In 1857, Disney would be licensed to preach by the African Methodist Episcopal Church, or A.M.E. Church, which was formed in 1816. He would later be ordained as a deacon and elder. By the mid-1850s, the AMEC had seven conferences in the United States, and preachers had begun to work in Upper Canada in 1834, with a conference formed there in 1840.
The Rev. Richard Randolph Disney would come to Upper Canada in 1857 to minister to those who found refuge from slavery there prior to the Civil War.
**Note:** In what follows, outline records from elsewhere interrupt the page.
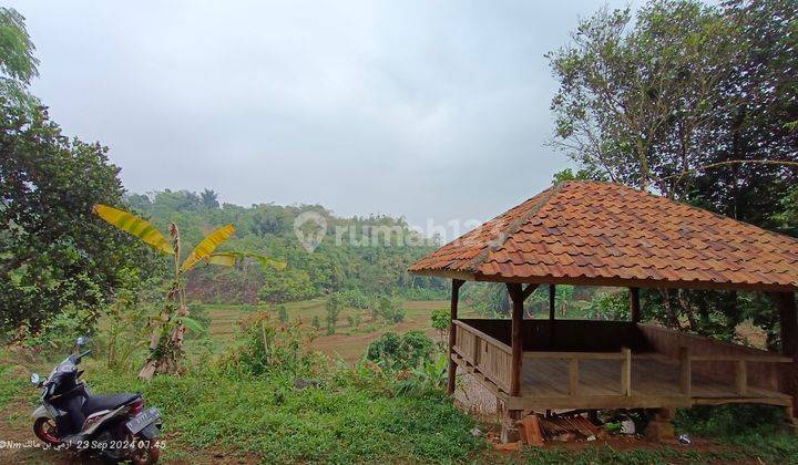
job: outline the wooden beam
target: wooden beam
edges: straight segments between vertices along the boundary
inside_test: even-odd
[[[792,363],[781,372],[781,391],[792,396],[792,416],[798,417],[798,310],[794,292],[777,292],[776,301],[781,327],[781,353],[792,358]]]
[[[460,300],[460,287],[463,285],[462,279],[452,279],[452,298],[451,298],[451,309],[450,309],[450,317],[451,321],[449,323],[449,378],[447,379],[447,392],[449,395],[454,393],[454,376],[457,374],[457,363],[454,363],[453,359],[453,349],[454,349],[454,342],[457,341],[457,329],[454,326],[454,322],[457,321],[457,307],[458,301]]]
[[[623,362],[621,363],[621,394],[632,395],[632,349],[621,349]]]
[[[571,359],[569,364],[569,394],[576,395],[579,391],[579,359]]]
[[[682,394],[690,395],[693,376],[690,375],[690,355],[688,347],[679,348],[679,388]]]
[[[512,331],[511,331],[511,349],[512,362],[510,373],[510,395],[519,395],[521,392],[521,361],[523,355],[523,290],[521,285],[508,283],[508,293],[512,299]]]
[[[746,395],[748,393],[748,371],[745,360],[738,360],[735,363],[735,391],[737,395]]]
[[[640,288],[630,288],[630,313],[632,322],[640,323]]]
There he was enlisted by Bishop Willis Nazrey of the newly formed British Methodist Episcopal Church, which came about once the Fugitive Slave Act was passed in the United States in 1850.
Disney served several pastorates in Canada and became well-known and regarded as the denomination’s book steward and editor of its publication, Missionary Messenger. When Bishop Nazrey died in 1875, the Rev. Disney had become so well regarded that he was chosen as Nazrey’s successor thus making him the second bishop of the British Methodist Episcopal Church, or BMEC. Bishop Disney’s area included Ontario, Nova Scotia, Bermuda, the West Indies and British Guyana.
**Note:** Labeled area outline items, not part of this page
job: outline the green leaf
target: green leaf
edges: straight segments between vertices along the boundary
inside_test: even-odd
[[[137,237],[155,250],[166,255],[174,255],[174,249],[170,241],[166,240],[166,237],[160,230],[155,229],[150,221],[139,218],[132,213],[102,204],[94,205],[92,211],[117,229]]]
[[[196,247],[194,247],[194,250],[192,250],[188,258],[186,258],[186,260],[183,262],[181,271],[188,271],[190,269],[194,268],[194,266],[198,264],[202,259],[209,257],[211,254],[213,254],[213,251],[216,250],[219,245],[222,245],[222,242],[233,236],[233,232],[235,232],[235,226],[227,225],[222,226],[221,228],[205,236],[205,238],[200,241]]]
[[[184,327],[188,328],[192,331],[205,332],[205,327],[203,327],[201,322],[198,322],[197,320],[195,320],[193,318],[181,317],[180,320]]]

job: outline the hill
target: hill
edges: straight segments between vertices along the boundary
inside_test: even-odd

Disney Chapel, at 10 East Street in Yarmouth, was built by Robert P. Kelley, a local architect who had also designed St. John’s Presbyterian Church on Kirk Street. It was consecrated and opened for public worship on Sunday, 4 November 1877, in services conducted by Right Rev. Bishop Richard Disney and Rev. Walter Grayson, pastor of the church.
As the years passed, it became ever more difficult to maintain the church building. In the late 1930s Disney Chapel was forced to close its doors. It opened again, closed again, opened again, and at some point the congregation became affiliated with the Pentecostal Assemblies of Canada. Today the Chapel is called the Sharon Gospel Assembly.